I can resubscribe to RSS feeds on my own.
That’s not a big deal, but I want my saved data that I have 10-plus years of time invested
in.
So I was really upset by this, and one thing that I noticed in Feedly is when you’re looking
at a board, all of your saved articles are there, and you can scroll down and scroll
down and scroll down until your entire history is present on the webpage.
And I was thinking, well, there’s got to be a way to scrape this webpage and get things
like the title of the article and the URL that’s associated with it.
There has to be a way to do that.
So I did some digging online, and I found an article from a data science provider about
this exact thing, how they scrape websites to grab the URLs and the titles of these things,
and then they put them in a nice, neat table for you so you can easily copy and paste them
into a spreadsheet.
So now that I can put things in a spreadsheet, I can make a CSV file, which is pretty universal.
And in this new RSS catcher and in Wallabag, I can put that in.
Now Wallabag, the only CSV import that they support is through a service called Instapaper.
So I had to create an Instapaper account and then export my empty data from Instapaper just
so I could see how they format their CSV.
And once I understood how they formatted it, I could use the code that I found to scrape
my feedly history and then put all of that into an Instapaper format and then import
it into Wallabag and boom.
I had my 10 years of saved data now hosted on my own land, which thank goodness for that.
I enjoy the graphical interface of feedly.
I think they do a lot of good things.
But in terms of owning your data, it’s not really there.
And that’s kind of a big disappointment for me.
So I think now is the time for me to remove myself from that ecosystem after all this
time and really double down on owning my own data.

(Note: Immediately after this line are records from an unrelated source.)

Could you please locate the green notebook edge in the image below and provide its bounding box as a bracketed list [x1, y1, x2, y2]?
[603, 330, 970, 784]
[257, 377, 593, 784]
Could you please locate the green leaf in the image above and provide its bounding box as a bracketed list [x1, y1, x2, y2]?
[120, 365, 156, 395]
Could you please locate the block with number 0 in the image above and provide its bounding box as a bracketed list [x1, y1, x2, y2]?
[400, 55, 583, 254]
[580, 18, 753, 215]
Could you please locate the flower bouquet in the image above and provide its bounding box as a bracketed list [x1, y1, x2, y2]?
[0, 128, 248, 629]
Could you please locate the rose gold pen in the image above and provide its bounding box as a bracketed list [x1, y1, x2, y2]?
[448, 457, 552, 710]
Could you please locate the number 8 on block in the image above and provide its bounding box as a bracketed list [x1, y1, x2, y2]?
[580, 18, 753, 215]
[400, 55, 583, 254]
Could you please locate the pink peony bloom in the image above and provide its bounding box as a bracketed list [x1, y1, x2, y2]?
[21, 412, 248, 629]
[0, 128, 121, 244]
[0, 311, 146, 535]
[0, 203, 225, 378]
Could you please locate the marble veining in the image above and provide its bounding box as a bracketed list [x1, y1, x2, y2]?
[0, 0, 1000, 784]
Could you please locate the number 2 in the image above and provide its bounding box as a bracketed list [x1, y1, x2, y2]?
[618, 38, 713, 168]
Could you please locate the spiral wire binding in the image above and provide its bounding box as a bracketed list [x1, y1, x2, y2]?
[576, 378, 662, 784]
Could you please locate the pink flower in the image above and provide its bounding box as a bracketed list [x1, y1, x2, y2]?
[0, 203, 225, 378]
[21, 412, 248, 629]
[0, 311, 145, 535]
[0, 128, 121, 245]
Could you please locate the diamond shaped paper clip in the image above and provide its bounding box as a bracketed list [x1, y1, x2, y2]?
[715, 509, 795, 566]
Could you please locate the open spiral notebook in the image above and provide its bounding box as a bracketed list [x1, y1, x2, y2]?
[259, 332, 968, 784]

And I do like Wallabag because not only can you tag the different articles, but you can
put in annotations, you can export them in different formats like PDF or EPUB, a whole
bunch of different things.
So the flexibility offered by Wallabag is just phenomenal.
And I will say that they do have a hosted option.
So if you don’t want to go through the struggle or the effort of hosting your own instance
of Wallabag, they do have a paid option and it’s pretty reasonable considering it’s an
open source project and everything that they offer.
When you compare the price between Wallabag and feedly, feedly is kind of tiered and Wallabag
is a fixed price.
And you can certainly get feedly for cheaper, but you still don’t have that ownership of
your data even on the paid tier.
So I think paying more to own your information is worth it in every respect.
And I was getting very close to just saying forget it and paying for that instance of
Wallabag, but my perseverance and stubbornness led me to finally getting my own self-hosted
solution.
So that brings us to the end of episode 5.